ブランディングのLTV向上への影響
9segsの運用として、ビジネスにおいて誤解されがちな「ブランディング」についても触れておきます。ブランディングについての詳細は、拙著『ブランディングの誤解』(日経BP)にまとめましたが、誤解が多いのがこの領域です。本項では、9segsにおいてNPIのない「偶数セグメント(セグ2、4、6、8)」から、NPIのある「奇数セグメント(セグ1、3、5、7)」への引き上げが、ブランディングの効果として捉えられることを解説します。
NPIとは、次の機会にも現在のプロダクトを買いたいという意思があるかどうかの指標だと述べました。5segsに重ねる形で、9segsで捕捉しているNPIの軸は、将来の購入に関する顧客心理です。
ブランディングは様々な定義や意味合いで使われていますが、9segsで考えると、プロダクトを覚えたり思い出したりしてもらい、購入あるいは利用の意思を持ってもらうことだと言えます。それは、NPIのない偶数セグメントから、NPIのある奇数セグメントへの上昇として定量化・可視化して把握できます。

図4-15に、大きく3つのマーケティング活動をまとめました。①上段中央の「新規顧客化へのWHO & WHAT」、②上段右側の「ロイヤル化へのWHO & WHAT」、そして③「ブランディングのWHO & WHAT」です。
①は、未認知ないし認知未購入の顧客に、いかに初回購入をしていただくかの活動です。プロダクトを認知し、買いたい(利用したい)と思って行動に移していただけたかどうかが、効果指標になります。
②は、一度購入した顧客に、使用体験を経て継続的に購入してロイヤル顧客になっていただくための活動です。ここでは前出の「価値の再評価」が働きます。価値を再評価し続けていただく先に、ロイヤル顧客への移行があります。
そして③が、購入意思のない状態から購入意思のある状態へ移行していただく、ブランディングの活動です。例えばロゴやネーミングなどを通してプロダクトを覚えていただくのは、その一つです。
また、一度購入してプロダクトに満足しても、忘れてしまって買わなくなることはよくあります。これを「忘却離反」と言いますが、ブランディングには忘却離反を防ぐ効果があります。顧客が忘れないように強く認知していただいて、簡単に再想起し、思い出していただき、再び購入の選択肢に入れていただくことは、重要なブランディング活動です。
長期的なLTV向上に寄与するのがブランディング
図4-15には、ブランディング活動として複数の矢印を記載しています。補足すると、これらは決して一律の活動で実現できる移行ではありません。
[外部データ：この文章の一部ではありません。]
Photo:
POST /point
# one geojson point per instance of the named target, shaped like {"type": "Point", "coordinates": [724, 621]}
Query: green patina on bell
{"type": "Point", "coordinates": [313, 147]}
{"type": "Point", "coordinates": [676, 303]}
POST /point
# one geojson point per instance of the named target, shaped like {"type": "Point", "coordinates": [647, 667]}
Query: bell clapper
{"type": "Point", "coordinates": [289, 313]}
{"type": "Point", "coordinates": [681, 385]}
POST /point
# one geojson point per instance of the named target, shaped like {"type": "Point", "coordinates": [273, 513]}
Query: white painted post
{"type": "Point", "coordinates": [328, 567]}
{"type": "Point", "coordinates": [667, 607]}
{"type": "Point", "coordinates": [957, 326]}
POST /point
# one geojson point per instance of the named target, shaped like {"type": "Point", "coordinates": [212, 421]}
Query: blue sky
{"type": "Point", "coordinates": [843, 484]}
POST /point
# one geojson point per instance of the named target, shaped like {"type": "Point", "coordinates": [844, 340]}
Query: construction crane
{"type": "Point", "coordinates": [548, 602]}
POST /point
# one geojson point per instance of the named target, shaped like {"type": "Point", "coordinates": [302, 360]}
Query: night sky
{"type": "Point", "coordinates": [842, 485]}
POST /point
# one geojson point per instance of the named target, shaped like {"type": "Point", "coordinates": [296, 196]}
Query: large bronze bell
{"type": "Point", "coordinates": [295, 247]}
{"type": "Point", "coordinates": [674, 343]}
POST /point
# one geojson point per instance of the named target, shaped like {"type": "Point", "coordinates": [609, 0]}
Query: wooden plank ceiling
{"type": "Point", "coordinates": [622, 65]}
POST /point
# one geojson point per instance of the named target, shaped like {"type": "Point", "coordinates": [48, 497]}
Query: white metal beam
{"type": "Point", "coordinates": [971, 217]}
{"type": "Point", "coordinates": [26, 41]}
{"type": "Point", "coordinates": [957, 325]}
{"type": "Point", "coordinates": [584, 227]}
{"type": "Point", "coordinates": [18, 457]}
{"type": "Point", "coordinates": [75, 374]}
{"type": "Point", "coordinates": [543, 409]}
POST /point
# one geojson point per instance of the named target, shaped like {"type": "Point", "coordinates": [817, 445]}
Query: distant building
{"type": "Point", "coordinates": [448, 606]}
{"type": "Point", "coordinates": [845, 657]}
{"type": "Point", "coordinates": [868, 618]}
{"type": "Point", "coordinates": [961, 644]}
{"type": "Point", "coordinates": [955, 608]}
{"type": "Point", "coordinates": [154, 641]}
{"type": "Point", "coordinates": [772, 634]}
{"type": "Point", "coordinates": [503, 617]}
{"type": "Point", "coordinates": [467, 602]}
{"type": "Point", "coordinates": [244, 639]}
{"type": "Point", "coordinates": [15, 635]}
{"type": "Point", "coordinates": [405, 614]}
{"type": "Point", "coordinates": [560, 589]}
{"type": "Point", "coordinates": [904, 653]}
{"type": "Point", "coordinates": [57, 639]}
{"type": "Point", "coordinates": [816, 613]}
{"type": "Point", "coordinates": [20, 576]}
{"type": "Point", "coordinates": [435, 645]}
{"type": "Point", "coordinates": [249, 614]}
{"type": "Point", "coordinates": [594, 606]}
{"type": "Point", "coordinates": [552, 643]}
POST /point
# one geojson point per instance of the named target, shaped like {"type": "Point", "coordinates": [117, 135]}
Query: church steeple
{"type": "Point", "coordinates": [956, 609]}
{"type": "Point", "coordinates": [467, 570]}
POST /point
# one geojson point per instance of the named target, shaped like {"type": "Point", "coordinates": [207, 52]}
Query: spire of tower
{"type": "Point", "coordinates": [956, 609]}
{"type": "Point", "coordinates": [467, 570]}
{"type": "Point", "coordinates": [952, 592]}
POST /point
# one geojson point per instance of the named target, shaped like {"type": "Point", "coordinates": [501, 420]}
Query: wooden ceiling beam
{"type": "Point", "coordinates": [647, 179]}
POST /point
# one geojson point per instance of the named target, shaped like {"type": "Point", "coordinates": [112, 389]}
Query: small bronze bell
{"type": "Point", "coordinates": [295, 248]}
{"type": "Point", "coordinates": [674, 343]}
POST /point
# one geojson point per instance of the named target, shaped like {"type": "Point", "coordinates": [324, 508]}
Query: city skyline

ただ認知しただけで購入意向のない顧客(セグ8)に、「次に機会があれば買いたい」と思っていただく(セグ7への移行)施策と、これしか選択肢がないから買い続けている(セグ2)に、「次の機会も買いたい」と思っていただく(セグ1への移行)施策は、まったく異なります。それは、施策の対象となる顧客の心理が異なるからです。各セグメントの顧客心理の違いは、N1分析で探っていきます。
良い売上をもたらし、LTVを引き上げるのは、継続的に購入してくださるロイヤル顧客です。その中でも、消極的ではなく積極的(次の機会も買いたい)という心理状態であるセグ1の顧客が、ビジネスにおいて最も重要です。そして、セグ1の顧客を増やすために、どの顧客も必ず通る道であるのが「購入意思がない状態(NPIなし)から購入意思を持つ(NPIあり)」という変化です。
これを促進し、長期的なLTV向上に寄与するのが、ブランディング活動だと位置づけられます。逆に言うと、LTV向上に寄与する心理変化に影響を与えない活動は、ブランディングとしての意味がありません。